A Perfect Meeting: AKA When You Dont Want to Strangle the Speaker

Have you ever worked for weeks or even months, often far beyond normal office hours on a special meeting event only to have it turn into THE PERFECT STORM. Well, maybe your entire crew didn't perish at sea, but there were those clearly identifiable moments when it looked as if the ship was about to capsize. Although many meeting goblins can contribute to such disasters, sometimes the speaker can be one of the contributing causes. How can such terrors be avoided?

The first preventative measure is to choose your speaker carefully and by this I mean, look a little deeper than usual into his or her modus operendi. Far too often when problems arise, it is because the wrong or at least incomplete criteria were used in selecting the speaker. For instance, it is not uncommon for the only questions to be asked of a professional speaker after viewing their video to be: availability and cost. However, if you want to sleep easier at night, I would suggest that the following issues also be just as carefully considered.

Is the speaker a prima donna? Fortunately there are not too many of these around, but those there are give the rest of us a bad name. Whether a well known professional or a beginner, there is simply no excuse for anyone in or business to be arrogant. We are all there to serve the best interests of our clients and audiences. If not, we do not belong there at all. Any speaker that is arrogant, belligerent or just plain difficult to work with does not belong standing before your audience.

Is this speaker committed to adequately preparing before speaking. More and more meeting planners are asking speakers to truly customize their presentations in order to "reach out and touch" the specific audience where they are at. To do so means that the speaker must be willing to invest into understanding the issues that are at the forefront for each unique audience. This of course is a two way street, in that you must be willing to also take the time to ensure the speaker receives the opportunity to acquire the necessary inputs. However, in the final analysis it is the responsibility of the speaker to only take those engagements that they determine to be a proper fit and customization does not mean merely updating a few old stories and jokes or sprinkling in a few local names.

Coupled with the previous question is whether the speaker, given their good intentions, has the time to invest into your event? It is often possible to squeeze another few hours into an already overloaded schedule for one more "hit and run" engagement, but is that fair to the meeting planner, client and audience. Let's face it, good speakers today are well compensated for what they do. This is fair, but it is also fair that we give a good measure of effort in return and that does not mean racing to yet another engagement dog tired, speaking and running for the airport before the audience is still applauding. Unfortunately, in this day of frequent and lengthy flight delays, there are already enough unexpected delayed arrivals in the wee hours of the morning and their attendant lack of sleep. These may be totally outside of the speaker's control however, if they really want to serve, they will use their best efforts to schedule sufficient time for your engagement so that they have done what was within their power to arrive fresh, relaxed and ready mentally and physically for your event.

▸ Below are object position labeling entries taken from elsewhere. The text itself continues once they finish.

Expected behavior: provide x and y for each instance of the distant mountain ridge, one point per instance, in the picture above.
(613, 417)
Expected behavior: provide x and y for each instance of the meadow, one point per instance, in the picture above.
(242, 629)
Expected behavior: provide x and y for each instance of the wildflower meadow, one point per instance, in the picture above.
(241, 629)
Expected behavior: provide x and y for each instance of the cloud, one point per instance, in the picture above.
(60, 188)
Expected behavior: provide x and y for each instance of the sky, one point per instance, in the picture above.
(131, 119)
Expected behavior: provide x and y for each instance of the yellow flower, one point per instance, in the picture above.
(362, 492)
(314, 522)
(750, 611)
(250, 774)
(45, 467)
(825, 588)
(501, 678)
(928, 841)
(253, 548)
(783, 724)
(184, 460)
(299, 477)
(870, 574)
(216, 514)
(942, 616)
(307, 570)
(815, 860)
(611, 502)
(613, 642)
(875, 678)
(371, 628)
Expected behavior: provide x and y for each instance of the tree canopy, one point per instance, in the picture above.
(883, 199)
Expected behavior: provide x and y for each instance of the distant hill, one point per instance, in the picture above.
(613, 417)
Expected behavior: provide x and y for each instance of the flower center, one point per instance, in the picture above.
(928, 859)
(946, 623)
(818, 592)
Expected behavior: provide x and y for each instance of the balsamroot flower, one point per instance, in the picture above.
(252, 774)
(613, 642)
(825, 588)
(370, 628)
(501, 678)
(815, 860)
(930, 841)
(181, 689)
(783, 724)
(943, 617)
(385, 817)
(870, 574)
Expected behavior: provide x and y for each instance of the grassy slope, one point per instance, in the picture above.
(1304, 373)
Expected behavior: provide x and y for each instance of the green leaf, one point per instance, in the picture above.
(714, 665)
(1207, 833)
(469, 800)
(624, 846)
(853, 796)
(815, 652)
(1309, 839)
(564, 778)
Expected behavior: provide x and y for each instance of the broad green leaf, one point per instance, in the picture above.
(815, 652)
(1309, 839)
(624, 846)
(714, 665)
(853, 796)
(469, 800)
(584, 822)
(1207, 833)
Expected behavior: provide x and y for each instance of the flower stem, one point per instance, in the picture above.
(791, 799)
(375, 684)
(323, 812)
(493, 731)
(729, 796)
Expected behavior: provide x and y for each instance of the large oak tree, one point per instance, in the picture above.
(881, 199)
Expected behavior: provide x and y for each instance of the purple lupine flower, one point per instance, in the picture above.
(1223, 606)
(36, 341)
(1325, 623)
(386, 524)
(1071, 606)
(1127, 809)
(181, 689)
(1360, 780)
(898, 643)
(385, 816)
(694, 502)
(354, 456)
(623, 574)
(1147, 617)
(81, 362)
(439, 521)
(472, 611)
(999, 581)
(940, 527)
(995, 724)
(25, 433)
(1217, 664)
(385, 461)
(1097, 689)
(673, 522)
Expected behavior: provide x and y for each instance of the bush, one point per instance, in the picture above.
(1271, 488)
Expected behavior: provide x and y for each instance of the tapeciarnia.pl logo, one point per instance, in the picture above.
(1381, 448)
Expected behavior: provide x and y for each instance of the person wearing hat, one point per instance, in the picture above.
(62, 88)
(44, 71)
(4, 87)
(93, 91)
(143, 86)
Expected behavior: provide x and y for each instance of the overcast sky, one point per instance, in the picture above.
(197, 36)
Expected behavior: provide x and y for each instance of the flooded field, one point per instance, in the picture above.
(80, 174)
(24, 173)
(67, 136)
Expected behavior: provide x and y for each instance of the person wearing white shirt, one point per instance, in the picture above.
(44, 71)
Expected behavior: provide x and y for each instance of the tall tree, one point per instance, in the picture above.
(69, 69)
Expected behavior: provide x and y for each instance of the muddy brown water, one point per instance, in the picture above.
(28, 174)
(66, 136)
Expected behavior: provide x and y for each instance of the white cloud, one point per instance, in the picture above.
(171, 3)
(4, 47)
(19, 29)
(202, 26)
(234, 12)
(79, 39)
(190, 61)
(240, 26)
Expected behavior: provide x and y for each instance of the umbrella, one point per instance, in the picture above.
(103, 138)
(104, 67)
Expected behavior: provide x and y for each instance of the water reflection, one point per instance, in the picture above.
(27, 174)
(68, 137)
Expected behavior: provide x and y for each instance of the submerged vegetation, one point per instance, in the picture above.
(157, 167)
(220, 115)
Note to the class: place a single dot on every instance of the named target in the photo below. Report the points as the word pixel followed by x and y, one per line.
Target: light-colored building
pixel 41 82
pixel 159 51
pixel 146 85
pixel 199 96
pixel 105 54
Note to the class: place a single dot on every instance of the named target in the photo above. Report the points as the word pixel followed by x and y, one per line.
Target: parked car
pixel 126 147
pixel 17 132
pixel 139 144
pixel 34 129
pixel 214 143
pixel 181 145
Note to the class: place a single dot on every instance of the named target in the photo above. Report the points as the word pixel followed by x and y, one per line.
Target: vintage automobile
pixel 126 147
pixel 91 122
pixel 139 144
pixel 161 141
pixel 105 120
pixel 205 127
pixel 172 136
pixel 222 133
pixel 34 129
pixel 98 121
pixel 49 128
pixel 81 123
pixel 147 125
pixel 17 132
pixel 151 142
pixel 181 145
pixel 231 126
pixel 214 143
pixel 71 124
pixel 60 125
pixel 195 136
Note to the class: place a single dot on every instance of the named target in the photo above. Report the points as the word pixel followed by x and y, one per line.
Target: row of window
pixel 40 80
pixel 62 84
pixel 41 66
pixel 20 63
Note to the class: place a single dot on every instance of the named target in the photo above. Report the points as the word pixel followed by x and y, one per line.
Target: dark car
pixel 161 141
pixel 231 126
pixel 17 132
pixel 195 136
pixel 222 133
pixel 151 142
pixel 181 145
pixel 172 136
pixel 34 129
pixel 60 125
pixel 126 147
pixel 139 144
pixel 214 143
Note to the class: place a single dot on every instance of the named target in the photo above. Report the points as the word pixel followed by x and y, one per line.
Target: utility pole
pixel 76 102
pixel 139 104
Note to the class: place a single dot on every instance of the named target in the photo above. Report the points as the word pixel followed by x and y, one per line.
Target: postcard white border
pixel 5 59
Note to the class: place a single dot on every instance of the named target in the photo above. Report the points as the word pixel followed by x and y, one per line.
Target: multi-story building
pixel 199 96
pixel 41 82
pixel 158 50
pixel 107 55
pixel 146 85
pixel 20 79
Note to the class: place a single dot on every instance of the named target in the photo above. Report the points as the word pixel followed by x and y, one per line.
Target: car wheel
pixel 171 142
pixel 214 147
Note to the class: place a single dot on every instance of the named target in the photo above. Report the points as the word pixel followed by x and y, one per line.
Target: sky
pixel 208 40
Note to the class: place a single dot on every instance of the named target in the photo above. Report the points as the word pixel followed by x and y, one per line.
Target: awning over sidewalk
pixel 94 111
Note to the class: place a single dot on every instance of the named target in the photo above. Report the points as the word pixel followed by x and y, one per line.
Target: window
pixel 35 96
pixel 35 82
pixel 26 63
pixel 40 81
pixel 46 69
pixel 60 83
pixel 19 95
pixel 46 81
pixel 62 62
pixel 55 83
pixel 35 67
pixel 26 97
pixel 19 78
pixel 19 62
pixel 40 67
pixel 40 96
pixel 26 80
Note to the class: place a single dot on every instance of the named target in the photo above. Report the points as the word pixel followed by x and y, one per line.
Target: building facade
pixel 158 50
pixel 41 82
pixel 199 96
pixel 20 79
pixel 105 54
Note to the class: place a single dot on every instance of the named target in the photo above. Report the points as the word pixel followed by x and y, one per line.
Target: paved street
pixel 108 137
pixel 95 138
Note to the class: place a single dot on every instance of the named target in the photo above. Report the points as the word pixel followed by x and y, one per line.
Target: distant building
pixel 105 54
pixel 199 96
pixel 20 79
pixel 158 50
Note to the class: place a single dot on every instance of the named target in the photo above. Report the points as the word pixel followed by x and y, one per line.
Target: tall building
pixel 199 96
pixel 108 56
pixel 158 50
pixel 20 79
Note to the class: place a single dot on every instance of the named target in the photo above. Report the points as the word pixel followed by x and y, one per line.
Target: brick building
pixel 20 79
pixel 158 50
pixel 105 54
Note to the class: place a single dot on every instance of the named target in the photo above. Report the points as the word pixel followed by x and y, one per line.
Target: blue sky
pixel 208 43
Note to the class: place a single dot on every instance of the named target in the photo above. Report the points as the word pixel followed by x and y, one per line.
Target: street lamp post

Finally, is the speaker's content rich and current. There was a great deal of conversation at the Dallas NSA Annual Convention as to content and I have been hearing the same from speakers' bureaus and meeting planners alike. Today we are living in difficult economic times. Daily the news is rife with stories of corporate cutbacks and layoffs. Few of us are are strictly entertainers, comedians, humorists, etc. Thus as professionals and experts who speak, we owe it to our clients, audiences and ourselves to bring real value in the form of positive solutions to the perplexing problems that they face.

Finally, look for the AAA approval rating: Ability, Authenticity and Attitude. With these three attributes at the forefront, you cannot go wrong in selecting your speaker!